Буду очень благодарна на ответ!

----------


## Вирочана дас

ХАРЕ КРИШНА Матаджи. Извините, сразу не ответил Вам. Отвечу в ближайшие дни.

----------


## Вирочана дас

ХАРЕ КРИШНА, Матаджи. Прошу простить меня за то, что сильно задержал с ответом.  

Ваш вопрос очень важный, спасибо Вам. Понимаю, что Вам сейчас не легко. Сочувствую Вам и постараюсь Вам помочь.

Итак, начало Вашей истории существует еще раньше, чем Ваше увлеченность бхакти – йогой. Вы пишите, что и раньше  в детстве Вы были   “.. немножко в сторонке и отличались …”  Другими словами, дорогая, Вы и раньше не очень – то общались с окружающими, а интерес к Сознанию Кришны еще больше усилил сложность в отношениях. Например: вот вы пишите –  “ …..обычно я отвечаю, что, например, не поступила так как они думали, потому что это противоречит моей философии…..” Вы знаете, если родственникам отвечать так, то они, близкие Вам, однозначно не смогут понять, откуда в отношениях между вами появилась какая – то философия? 

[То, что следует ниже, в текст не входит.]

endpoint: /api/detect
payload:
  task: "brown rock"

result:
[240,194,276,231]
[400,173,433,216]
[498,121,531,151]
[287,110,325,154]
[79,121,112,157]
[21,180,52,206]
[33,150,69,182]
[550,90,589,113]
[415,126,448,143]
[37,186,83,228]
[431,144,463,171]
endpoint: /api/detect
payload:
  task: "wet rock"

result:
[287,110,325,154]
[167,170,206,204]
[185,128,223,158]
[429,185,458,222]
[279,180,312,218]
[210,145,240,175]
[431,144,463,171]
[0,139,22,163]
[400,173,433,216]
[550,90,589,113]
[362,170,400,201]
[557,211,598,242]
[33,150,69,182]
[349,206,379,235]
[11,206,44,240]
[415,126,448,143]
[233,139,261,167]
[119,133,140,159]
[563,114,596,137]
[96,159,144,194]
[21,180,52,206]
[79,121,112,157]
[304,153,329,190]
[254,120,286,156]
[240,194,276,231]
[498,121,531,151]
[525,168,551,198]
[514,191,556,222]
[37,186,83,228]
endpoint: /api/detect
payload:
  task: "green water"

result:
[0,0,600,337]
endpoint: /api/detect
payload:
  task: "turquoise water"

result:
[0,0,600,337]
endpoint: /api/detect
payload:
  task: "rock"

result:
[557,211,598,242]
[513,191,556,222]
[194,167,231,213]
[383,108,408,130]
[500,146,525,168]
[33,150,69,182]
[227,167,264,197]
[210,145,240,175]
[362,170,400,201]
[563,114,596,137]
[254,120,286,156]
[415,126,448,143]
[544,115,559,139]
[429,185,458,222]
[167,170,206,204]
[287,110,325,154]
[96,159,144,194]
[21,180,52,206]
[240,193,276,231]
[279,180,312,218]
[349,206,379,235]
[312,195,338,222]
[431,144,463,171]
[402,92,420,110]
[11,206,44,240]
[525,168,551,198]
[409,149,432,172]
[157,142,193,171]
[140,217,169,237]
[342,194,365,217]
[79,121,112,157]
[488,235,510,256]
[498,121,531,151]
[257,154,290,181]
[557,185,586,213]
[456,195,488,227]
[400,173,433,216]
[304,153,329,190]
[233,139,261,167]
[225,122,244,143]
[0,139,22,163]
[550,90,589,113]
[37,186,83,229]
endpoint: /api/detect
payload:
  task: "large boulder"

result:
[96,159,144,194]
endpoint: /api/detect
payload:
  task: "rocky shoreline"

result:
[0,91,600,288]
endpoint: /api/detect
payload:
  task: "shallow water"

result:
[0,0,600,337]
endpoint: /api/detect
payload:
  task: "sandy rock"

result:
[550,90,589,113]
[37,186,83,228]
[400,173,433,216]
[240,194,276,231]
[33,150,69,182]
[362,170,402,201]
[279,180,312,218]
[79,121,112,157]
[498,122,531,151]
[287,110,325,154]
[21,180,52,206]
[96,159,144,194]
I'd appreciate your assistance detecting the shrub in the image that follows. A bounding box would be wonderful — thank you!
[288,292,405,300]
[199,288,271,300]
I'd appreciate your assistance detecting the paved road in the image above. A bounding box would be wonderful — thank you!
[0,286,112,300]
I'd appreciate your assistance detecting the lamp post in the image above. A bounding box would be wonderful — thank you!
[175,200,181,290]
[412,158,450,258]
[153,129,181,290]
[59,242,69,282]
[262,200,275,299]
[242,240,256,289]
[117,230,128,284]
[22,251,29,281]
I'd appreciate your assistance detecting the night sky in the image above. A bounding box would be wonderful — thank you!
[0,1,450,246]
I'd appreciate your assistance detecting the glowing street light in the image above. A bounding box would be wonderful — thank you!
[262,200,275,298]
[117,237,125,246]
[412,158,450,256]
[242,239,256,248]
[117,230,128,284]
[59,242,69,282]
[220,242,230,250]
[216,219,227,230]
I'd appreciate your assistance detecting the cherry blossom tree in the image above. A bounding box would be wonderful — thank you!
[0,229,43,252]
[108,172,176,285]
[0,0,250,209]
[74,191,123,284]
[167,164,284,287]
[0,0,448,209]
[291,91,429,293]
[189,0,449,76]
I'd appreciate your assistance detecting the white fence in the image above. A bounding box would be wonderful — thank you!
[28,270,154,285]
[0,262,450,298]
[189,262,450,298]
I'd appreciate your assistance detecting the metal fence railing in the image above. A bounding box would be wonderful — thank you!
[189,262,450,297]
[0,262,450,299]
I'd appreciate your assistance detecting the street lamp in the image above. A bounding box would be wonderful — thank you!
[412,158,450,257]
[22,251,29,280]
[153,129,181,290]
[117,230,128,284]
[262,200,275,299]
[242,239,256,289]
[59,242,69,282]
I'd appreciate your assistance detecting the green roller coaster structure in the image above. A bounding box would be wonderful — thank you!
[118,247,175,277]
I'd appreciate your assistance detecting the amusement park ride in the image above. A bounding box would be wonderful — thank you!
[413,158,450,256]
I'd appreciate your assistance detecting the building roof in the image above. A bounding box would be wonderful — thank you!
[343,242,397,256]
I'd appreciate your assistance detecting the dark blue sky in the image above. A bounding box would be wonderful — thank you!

Что я хочу здесь сказать Вам?  То, что родные и близкие нам люди всегда воспринимают и ценят ТОЛЬКО открытые, человеческие и доброжелательные отношения, а Ваши убеждения и ценности, связанные с философией или религией для них здесь не важны. Они ожидают просто родственных, душевных отношений. Более того, Вы – девушка, которая по самой своей природе, как обычно, может быть склонна к простым формам отношений с родственниками и, соответственно, Ваши объяснения, связанные с философией или религией, ОБЯЗАТЕЛЬНО  будут всех напрягать и разочаровывать. Отсюда и термин  “сектант”- человек, имеющий некие внутренние принципы и убеждения, но совершенно не способный применить их для здоровых, полноценных отношений с родными людьми.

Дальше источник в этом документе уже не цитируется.